Every expert I've seen speak to what happened to the car with the released Italian hostage has said the same thing -- the Italians failed to coordinate with the Americans. Nonetheless, the incident has raised, once again, the question of civilian deaths at US military checkpoints.
Here's the bottom line: there are calls for making checkpoints safer on the margins (larger signs, bigger, brighter lights) and those all sound like good ideas. But the real heart of the matter is that the troops have clearly been told to act as if any vehicle that fails to slow down after a certain number of warnings is hostile. That's where they place presumption: the risk of letting through a suicide bomber is greater than the risk of fatally shooting civilians.
And that's what's really upsetting the critics. They want presumption placed the other way. They want the troops to act as if the risk of shooting civilians, fatally or not, is a greater risk than letting through a suicide bomber or a drive-by shooter.
The dispute is absolutely that simple.
Presumption is all about what risk you believe is greater. (In the American criminal justice system, we've decided that the risk of locking up an innocent man is greater than the risk of freeing a guilty one, for example.) The military has decided which risk matters more, and the critics aren't happy with that choice.
You can be sure, by the way, that if the military flipped and put presumption the other way, the press would be all over them for that choice, too.

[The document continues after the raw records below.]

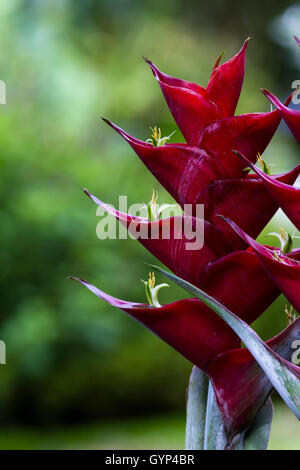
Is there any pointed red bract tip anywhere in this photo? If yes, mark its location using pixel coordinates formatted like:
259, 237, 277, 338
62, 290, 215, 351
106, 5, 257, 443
261, 88, 293, 111
143, 57, 159, 80
294, 36, 300, 48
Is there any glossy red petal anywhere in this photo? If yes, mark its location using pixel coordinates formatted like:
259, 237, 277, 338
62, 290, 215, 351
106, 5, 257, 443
262, 90, 300, 144
105, 119, 225, 207
195, 110, 281, 177
147, 61, 223, 145
219, 219, 300, 312
197, 165, 300, 250
206, 39, 249, 117
70, 279, 240, 370
208, 317, 300, 432
201, 251, 280, 324
85, 190, 231, 285
236, 151, 300, 230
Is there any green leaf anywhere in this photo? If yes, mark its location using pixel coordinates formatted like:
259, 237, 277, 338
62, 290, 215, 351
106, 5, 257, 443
204, 382, 227, 450
152, 265, 300, 420
185, 366, 208, 450
243, 397, 273, 450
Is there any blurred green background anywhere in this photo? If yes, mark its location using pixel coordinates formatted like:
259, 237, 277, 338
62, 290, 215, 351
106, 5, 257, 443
0, 0, 300, 449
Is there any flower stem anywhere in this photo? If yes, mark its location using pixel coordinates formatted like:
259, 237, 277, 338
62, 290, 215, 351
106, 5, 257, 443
185, 366, 209, 450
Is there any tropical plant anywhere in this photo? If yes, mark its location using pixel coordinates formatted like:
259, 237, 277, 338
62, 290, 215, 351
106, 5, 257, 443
74, 35, 300, 449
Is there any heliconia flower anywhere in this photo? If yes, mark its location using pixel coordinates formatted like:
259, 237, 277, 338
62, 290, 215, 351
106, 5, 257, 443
72, 268, 278, 371
208, 317, 300, 432
85, 190, 279, 312
233, 153, 300, 230
219, 218, 300, 312
195, 106, 281, 177
69, 278, 290, 433
262, 89, 300, 144
197, 165, 300, 250
104, 115, 290, 207
104, 119, 225, 207
84, 189, 231, 284
198, 249, 279, 324
69, 278, 240, 370
145, 40, 248, 145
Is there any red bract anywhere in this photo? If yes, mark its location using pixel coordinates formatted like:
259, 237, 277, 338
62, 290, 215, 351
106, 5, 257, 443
85, 190, 278, 312
70, 276, 290, 434
197, 110, 281, 177
262, 90, 300, 145
73, 38, 300, 444
145, 41, 248, 145
197, 165, 300, 250
69, 279, 240, 370
219, 219, 300, 311
234, 151, 300, 230
85, 190, 231, 285
105, 119, 225, 207
208, 318, 300, 432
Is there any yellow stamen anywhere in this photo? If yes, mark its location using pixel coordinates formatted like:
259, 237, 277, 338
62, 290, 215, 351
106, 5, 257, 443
284, 305, 297, 325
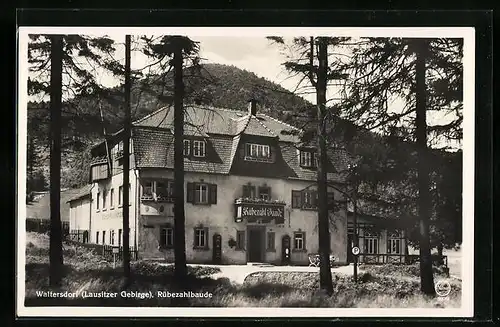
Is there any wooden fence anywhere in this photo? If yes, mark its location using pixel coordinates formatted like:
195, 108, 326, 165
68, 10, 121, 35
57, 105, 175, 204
66, 239, 138, 261
26, 218, 69, 237
359, 254, 448, 267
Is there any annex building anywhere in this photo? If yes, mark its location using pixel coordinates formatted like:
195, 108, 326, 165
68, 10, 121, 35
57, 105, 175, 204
70, 101, 404, 264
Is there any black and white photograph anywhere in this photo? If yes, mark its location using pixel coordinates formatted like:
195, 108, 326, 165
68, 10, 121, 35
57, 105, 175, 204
16, 27, 475, 317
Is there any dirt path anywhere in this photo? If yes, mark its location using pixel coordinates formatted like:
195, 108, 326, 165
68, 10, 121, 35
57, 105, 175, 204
189, 265, 361, 284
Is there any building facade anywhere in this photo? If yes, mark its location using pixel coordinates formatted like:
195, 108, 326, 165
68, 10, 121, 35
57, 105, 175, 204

The critics really don't want to deal with "presumptions." They want favorable outcomes, which in practice means the absence of tragic outcomes. Their reasoning, such as it is, doesn't extend beyond first-order events.
Posted by: George | March 07, 2005 at 11:29 AM
An innocent man who fights the Criminal Justice Business is very likely to be locked up longer than a criminal who has experience with the discretion given prosecution.